Rococo developed first in the decorative arts and interior design. Louis XIV's succession brought a change in the court artists and general artistic fashion. By the end of the old king's reign, rich Baroque designs were giving way to lighter elements with more curves and natural patterns. These elements are obvious in the architectural designs of Nicolas Pineau. During the Régence, court life moved away from Versailles and this artistic change became well established, first in the royal palace and then throughout French high society. The delicacy and playfulness of Rococo designs is often seen as perfectly in tune with the excesses of Louis XV's regime.
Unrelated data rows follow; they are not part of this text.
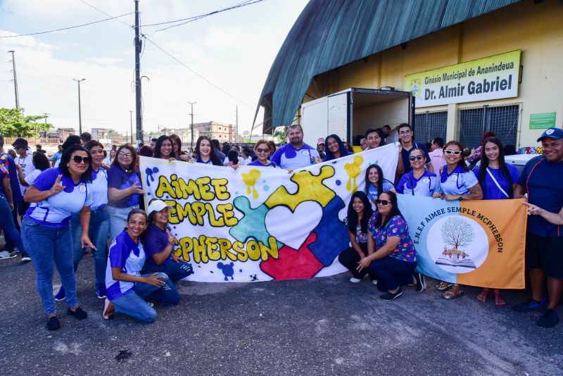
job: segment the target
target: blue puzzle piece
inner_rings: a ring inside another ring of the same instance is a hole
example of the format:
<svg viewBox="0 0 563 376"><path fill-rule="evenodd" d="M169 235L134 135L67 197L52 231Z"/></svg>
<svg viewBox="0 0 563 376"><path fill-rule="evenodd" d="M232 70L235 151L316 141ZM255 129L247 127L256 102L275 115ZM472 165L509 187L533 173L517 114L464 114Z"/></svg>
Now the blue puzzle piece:
<svg viewBox="0 0 563 376"><path fill-rule="evenodd" d="M268 238L272 236L266 229L266 213L270 210L265 204L258 208L251 207L248 199L244 196L239 196L233 200L233 205L243 214L243 218L239 220L239 223L231 227L229 233L239 242L246 243L253 237L265 244L268 244ZM284 246L277 242L279 249Z"/></svg>
<svg viewBox="0 0 563 376"><path fill-rule="evenodd" d="M323 208L321 220L313 230L317 240L309 246L309 249L324 266L330 266L339 254L349 246L348 228L339 219L339 212L346 206L342 199L335 196Z"/></svg>

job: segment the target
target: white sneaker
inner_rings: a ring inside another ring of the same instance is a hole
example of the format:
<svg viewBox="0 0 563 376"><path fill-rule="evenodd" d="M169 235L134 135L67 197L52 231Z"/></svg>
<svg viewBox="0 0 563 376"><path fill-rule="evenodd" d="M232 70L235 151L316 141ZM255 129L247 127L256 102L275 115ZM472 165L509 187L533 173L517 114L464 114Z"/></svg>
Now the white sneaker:
<svg viewBox="0 0 563 376"><path fill-rule="evenodd" d="M13 251L8 252L8 251L2 251L0 252L0 260L3 260L4 258L13 258L18 256L18 253Z"/></svg>

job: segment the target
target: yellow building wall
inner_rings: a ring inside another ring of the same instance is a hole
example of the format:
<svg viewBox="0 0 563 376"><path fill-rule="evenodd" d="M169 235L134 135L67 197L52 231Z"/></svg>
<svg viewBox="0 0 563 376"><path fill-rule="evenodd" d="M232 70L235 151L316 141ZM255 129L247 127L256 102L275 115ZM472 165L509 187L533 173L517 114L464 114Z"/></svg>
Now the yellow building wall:
<svg viewBox="0 0 563 376"><path fill-rule="evenodd" d="M521 104L517 146L537 145L543 130L530 130L530 115L557 113L563 123L563 2L524 1L397 46L366 59L318 75L303 101L348 87L404 87L405 76L521 49L518 96L494 101L417 108L448 110L448 139L458 138L457 110L484 104ZM421 140L427 141L427 140Z"/></svg>

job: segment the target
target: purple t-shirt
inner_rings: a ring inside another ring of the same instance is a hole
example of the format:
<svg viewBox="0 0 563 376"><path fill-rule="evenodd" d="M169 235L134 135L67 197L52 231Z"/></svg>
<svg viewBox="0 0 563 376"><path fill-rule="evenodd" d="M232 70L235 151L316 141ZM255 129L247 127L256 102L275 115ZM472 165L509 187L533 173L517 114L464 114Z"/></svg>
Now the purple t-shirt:
<svg viewBox="0 0 563 376"><path fill-rule="evenodd" d="M148 228L148 231L145 237L144 247L146 254L146 263L156 265L153 260L153 255L160 253L168 246L168 235L166 234L165 230L160 230L158 226L153 225ZM172 258L172 252L162 265L165 264Z"/></svg>
<svg viewBox="0 0 563 376"><path fill-rule="evenodd" d="M397 248L387 256L407 263L417 262L417 251L409 236L409 227L405 218L400 215L395 215L389 220L384 227L376 227L375 220L379 215L379 213L374 214L367 225L367 231L372 233L375 242L376 250L385 245L387 237L399 237L400 241Z"/></svg>
<svg viewBox="0 0 563 376"><path fill-rule="evenodd" d="M135 173L127 173L122 168L113 165L108 170L108 188L125 189L134 185L136 182L141 186L141 180ZM108 200L108 205L114 208L128 208L139 205L139 194L127 196L120 200Z"/></svg>
<svg viewBox="0 0 563 376"><path fill-rule="evenodd" d="M510 194L510 186L518 181L518 169L514 165L506 165L506 167L508 168L508 173L510 174L510 182L507 180L505 174L502 173L500 168L491 168L489 167L488 169L495 177L498 185L506 192L506 194ZM475 176L478 178L480 171L481 166L476 167L473 170ZM486 171L485 172L485 181L479 182L484 194L483 196L483 200L505 200L509 198L498 189L493 178Z"/></svg>

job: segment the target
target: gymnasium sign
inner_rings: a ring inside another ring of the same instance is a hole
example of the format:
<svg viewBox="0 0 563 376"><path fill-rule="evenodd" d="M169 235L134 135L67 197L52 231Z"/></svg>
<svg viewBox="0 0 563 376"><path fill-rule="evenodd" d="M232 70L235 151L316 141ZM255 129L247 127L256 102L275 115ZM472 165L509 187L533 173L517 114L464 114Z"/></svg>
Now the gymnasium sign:
<svg viewBox="0 0 563 376"><path fill-rule="evenodd" d="M518 96L520 50L405 76L417 107Z"/></svg>

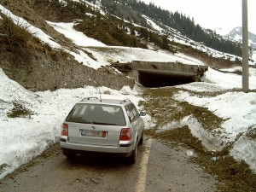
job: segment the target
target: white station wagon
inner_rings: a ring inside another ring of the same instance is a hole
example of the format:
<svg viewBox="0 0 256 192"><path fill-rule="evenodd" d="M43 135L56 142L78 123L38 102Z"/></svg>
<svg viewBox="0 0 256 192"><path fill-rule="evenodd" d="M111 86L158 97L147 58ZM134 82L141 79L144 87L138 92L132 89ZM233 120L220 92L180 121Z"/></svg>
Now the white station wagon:
<svg viewBox="0 0 256 192"><path fill-rule="evenodd" d="M86 97L73 108L62 124L60 137L67 158L100 153L126 157L134 163L143 143L144 121L129 100Z"/></svg>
The 1730s represented the height of Rococo development in France. The style had spread beyond architecture and furniture to painting and sculpture, exemplified by the works of Watteau and François Boucher. Rococo still maintained the Baroque taste for complex forms and intricate patterns, but by this point, it had begun to integrate a variety of diverse characteristics, including a taste for Oriental designs and asymmetric compositions.

===Colonialism===
The Régence is also the customary French word for the pre-independence regimes in the western North African countries, the so-called Barbary Coast. It was applied to:
- First the Barbary Coast (Maghrebinian countries in North Africa) was formally Ottoman, but de facto independent (dominated by military governors, soon de facto princes, styled dey, bey or beylerbey, and by the raïs, Muslim corsairs).